Anyone familiar with Qt and Qt Quick should feel right at home. Qt Mobility is available as well. As far as the individual app developer is concerned, Jolla isn’t making any radical departures from the existing frameworks. It remains an excellent way to develop a slick UI, regardless of whether you want to follow platform guidelines or customize everything (more on that later).

The SDK is available in source form now, and we should expect binaries for multiple platforms in the coming weeks (a minor disappointment, but no big deal). Qt Creator lets you deploy your code directly to virtual machines or real devices, and you’ll be seeing stronger integration of Sailfish UI components in the near future.

Jolla also encouraged anyone with questions about the build system to contact them. They want to make it easy to support multiple architectures, and even multiple versions of Qt.

The number one thing to remember from this demo is that Jolla is open to people joining discussions online, and in fact strongly encourages it. They said they’d be very welcoming to people who show up on IRC with a good attitude, and want to release preview code early and often so you can help make it fit your needs before it becomes a more strictly defined finished product.

At the event, anyone could have walked up to the CEO and talked to him:

Marc Dillon in the audience

Android compatibility can be achieved in three ways:

  1. Apps developed using the SDK are Qt apps that can be run on Android.
  2. Many Android apps will already run on Sailfish due to an included VM.
  3. A lot of info will be available about porting apps to get native performance.

The rest of the presentation introduced Qt Quick to those who haven’t seen it before.

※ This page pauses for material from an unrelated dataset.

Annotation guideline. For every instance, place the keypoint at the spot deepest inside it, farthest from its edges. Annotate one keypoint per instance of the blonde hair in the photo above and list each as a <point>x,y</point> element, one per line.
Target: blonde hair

The following screenshots illustrate how to create a simple gallery app that adapts to the user’s theme (ambience).

A basic window:

QML Window code

QtMobility for finding the pictures, and a gridview for displaying them:

QtMobility code

Adding the Sailfish PullDownMenu is also just a few lines of code:

Sailfish Pulldown code

And the final result, with the menu pulled down, now used for changing sorting order in the demo’s gridview:

Demo result

All in all, getting to that point took about twenty minutes, with Jolla estimating that it should take about an hour without preparation. You even get lots of animations for free by using the provided components.

My personal impressions about Qt Quick are as positive as ever. But seeing this presentation from Jolla instead of Nokia felt different - in a good way.

Thanks, Jens! And also thanks to the Jolla team for the interesting presentations and the discussions in the Supercell party last night.